Among the many members of Congress it counts among its friends is Rep. Nancy Johnson, R-Conn., chairwoman of the House Ways and Means health subcommittee, who has been instrumental in preserving the AWP-based reimbursement.
For her consistent support, Johnson received the National Cancer Medal of Honor in April from U.S. Oncology, a national network of community-based cancer centers. The group said, "Johnson shares a deep commitment to helping cancer patients and their families maintain access to the community-based cancer care they need."
Lobbyists for oncologists and cancer patients argue that any effort to trim the payments will force doctors to check their chemotherapy patients into hospitals, which are not equipped to handle such a load, or establish waiting lists for people seeking cancer treatments.
"It is acknowledged that Medicare overpays for cancer drugs, but also widely recognized that Medicare pays less than actual cost of administering those drugs," the Cancer Leadership Council, which includes the American Society of Clinical Oncology, said in a December letter to members of Congress. "If Congress is to address the problem of drug overpayments, it must simultaneously resolve the corresponding underpayment for practice expense."
Philip Johnson, pharmacology director for H. Lee Moffitt Cancer Center & Research Institute in Tampa, says proposals to trim the reimbursements are like "trying to buy a prime rib for the price of a cheeseburger.
"The government is setting up a scenario where the hospitals are going to look bad and the people won't get the treatment they need," he said.
Presidential politics has played a big role in preserving the current system.
In 2000, the Clinton administration backed away from a proposal to rein in the payments. Administration officials decided to retract the proposal after then-Texas Gov. George Bush, the Republican nominee, suggested the Democratic initiative would undermine health care for Medicare patients.
"The White House folks didn't want to go up against the oncologists," said Vladeck.
Only recently has the word "competition" entered into the debate over Medicare reimbursements for outpatient drugs.
Members of Congress now see competition as a possible way to limit drug prices without imposing actual price controls.

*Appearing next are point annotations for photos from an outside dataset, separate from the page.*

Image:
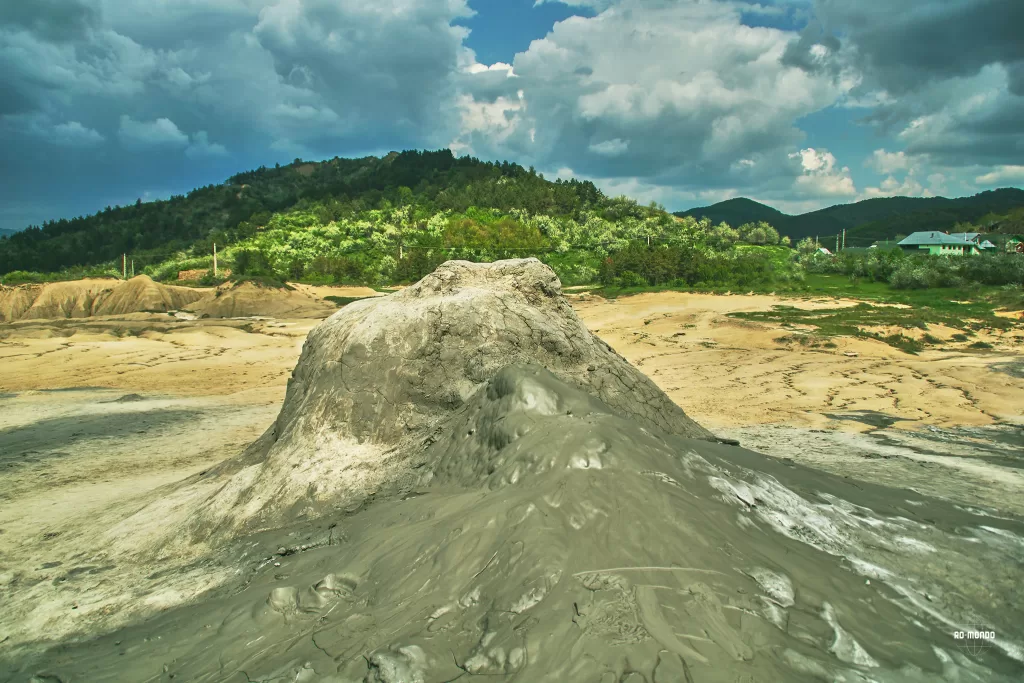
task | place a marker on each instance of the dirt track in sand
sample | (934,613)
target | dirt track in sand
(728,374)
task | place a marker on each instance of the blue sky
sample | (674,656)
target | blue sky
(798,103)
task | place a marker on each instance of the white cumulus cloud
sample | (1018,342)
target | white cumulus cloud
(144,134)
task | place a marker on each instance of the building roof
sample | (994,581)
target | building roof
(933,238)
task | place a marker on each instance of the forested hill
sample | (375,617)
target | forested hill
(340,187)
(869,219)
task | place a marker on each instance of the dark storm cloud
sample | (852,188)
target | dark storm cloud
(904,42)
(52,19)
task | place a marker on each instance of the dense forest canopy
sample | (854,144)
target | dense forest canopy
(873,219)
(339,187)
(394,219)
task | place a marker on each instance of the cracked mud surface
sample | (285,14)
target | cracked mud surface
(537,531)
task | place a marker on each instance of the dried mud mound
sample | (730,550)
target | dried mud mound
(249,299)
(550,540)
(142,294)
(85,298)
(54,300)
(435,505)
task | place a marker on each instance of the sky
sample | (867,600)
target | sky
(797,103)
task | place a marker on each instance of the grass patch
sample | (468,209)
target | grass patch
(965,311)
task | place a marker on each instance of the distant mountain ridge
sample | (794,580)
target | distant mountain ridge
(867,220)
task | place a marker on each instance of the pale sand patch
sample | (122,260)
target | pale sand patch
(729,373)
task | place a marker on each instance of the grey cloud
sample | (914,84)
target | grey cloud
(902,43)
(52,19)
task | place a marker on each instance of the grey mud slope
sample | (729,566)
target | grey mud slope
(535,524)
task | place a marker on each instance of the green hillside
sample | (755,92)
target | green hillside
(238,209)
(870,219)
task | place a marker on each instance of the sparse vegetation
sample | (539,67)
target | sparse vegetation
(894,317)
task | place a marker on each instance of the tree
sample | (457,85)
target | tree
(807,246)
(722,237)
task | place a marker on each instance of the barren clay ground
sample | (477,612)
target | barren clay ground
(96,411)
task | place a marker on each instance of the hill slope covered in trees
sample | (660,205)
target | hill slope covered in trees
(870,219)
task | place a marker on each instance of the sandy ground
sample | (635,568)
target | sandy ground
(229,376)
(94,412)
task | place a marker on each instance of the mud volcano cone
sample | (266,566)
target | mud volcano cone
(464,482)
(377,379)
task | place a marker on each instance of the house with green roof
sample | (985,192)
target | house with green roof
(938,244)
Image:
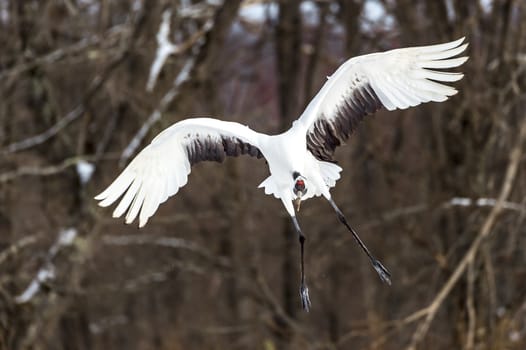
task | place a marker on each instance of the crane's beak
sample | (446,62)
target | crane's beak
(297,201)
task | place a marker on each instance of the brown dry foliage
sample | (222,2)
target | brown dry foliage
(216,267)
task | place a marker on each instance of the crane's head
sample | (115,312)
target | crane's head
(299,188)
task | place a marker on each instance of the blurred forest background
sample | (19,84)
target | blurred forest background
(438,192)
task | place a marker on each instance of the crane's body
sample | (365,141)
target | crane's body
(300,160)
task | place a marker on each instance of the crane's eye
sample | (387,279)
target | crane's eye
(300,185)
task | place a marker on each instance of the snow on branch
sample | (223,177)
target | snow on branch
(165,49)
(483,202)
(47,272)
(183,76)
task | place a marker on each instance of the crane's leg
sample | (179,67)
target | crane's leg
(384,274)
(304,290)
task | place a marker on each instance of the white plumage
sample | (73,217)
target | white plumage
(300,159)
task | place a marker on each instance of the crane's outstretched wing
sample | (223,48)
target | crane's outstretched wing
(161,168)
(393,79)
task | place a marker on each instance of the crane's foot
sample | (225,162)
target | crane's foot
(384,274)
(304,294)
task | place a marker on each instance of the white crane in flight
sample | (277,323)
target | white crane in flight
(300,160)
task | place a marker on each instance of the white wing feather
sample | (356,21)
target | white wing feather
(400,78)
(161,168)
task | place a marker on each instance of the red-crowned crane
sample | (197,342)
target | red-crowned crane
(300,160)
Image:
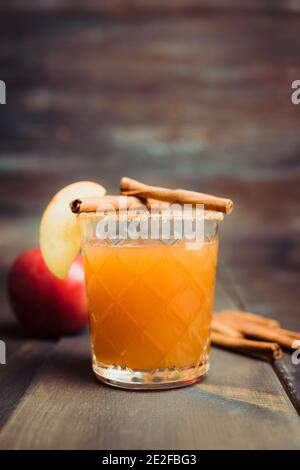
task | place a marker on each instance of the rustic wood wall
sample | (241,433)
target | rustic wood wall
(188,93)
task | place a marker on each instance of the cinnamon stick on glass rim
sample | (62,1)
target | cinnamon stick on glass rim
(247,346)
(131,187)
(94,204)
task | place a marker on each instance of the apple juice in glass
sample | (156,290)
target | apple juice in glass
(150,304)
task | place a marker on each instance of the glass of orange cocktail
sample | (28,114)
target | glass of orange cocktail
(150,303)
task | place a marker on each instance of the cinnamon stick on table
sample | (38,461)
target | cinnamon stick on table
(251,330)
(131,187)
(260,348)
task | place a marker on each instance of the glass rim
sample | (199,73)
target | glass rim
(135,214)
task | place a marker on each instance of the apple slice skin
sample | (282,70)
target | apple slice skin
(44,304)
(60,233)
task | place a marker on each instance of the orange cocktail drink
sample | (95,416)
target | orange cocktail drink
(150,308)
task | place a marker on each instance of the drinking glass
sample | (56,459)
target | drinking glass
(150,303)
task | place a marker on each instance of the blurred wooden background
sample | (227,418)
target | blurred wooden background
(182,93)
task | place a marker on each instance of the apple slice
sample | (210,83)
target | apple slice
(60,234)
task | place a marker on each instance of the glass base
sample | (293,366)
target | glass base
(149,380)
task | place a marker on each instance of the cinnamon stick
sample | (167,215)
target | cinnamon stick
(130,187)
(93,204)
(260,348)
(252,330)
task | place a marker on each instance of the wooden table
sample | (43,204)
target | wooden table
(195,96)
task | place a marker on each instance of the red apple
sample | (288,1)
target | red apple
(44,303)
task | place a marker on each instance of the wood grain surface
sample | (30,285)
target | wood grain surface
(191,94)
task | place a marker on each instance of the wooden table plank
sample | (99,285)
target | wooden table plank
(241,404)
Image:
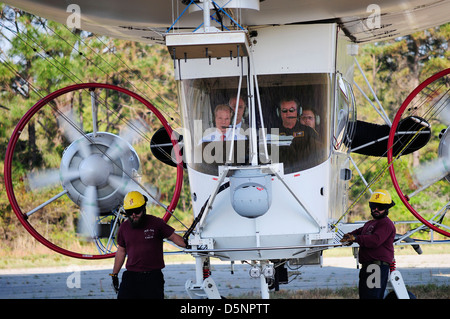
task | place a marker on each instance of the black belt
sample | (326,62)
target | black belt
(376,262)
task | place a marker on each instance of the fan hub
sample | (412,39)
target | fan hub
(94,170)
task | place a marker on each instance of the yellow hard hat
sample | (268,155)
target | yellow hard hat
(133,200)
(381,196)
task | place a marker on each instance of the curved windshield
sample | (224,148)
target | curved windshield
(279,119)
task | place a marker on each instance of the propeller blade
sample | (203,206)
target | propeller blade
(73,132)
(431,172)
(87,224)
(442,108)
(134,131)
(131,133)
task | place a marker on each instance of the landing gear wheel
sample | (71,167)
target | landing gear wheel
(429,107)
(89,168)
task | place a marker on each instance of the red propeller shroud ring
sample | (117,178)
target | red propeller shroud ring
(26,118)
(392,132)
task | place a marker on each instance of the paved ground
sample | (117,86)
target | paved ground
(94,282)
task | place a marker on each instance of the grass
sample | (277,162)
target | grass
(430,291)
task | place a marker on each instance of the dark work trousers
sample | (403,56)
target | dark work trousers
(142,285)
(372,281)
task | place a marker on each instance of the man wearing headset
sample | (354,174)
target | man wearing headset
(141,239)
(376,246)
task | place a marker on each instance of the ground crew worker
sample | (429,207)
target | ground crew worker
(376,246)
(141,239)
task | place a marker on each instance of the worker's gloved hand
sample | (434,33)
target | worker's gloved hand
(348,239)
(115,282)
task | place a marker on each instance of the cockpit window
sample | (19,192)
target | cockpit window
(283,120)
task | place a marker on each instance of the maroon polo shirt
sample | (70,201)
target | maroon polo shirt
(144,245)
(376,240)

The House-passed bill that would create a prescription drug benefit for all seniors calls for a mild form of competition between companies chosen to manage the pharmacy benefits.
For outpatient drugs, some members of Congress say Medicare should follow the example of the Veterans Administration, which awards contracts to the wholesaler that offers to sell a drug to the VA for the lowest price. Because Medicare covers more patients, they reason, it should get an even bigger discount than the VA.
According to Rehnquist's study of 24 drugs given to outpatients under Medicare, the government could have saved $1.6-billion in 2000 if it had paid for them according to the VA's price list. For half of these drugs, she said, Medicare pays more than double the VA price.
Medicare pays about $173.49 for 30 milligrams of Taxol, which is used to treat ovarian and breast cancer, while the VA pays only $107.59 -- a savings of 38 percent. Medicare pays 47 cents for a milligram of albuterol, and the VA pays 85 percent less at 7 cents.
But there is not enough support in Congress for this idea to be adopted.
The Ways and Means Committee is considering a compromise plan under which the government would solicit bids from pharmaceutical suppliers and then offer to pay the average of those prices. In other words, Medicare, unlike the VA, would not buy from the lowest bidder. The legislation apparently would offer no incentive to preclude the companies making wildly exaggerated bids to drive up the average.
Vladeck says the government will never be able to get control of Medicare costs until Congress gets over the idea that it is wrong to use the government's buying power to get discounts.
"It's idiotic not to use the market power of the federal government to get lower prices," he says. "We're just unwilling to admit that we're really controlling drug prices."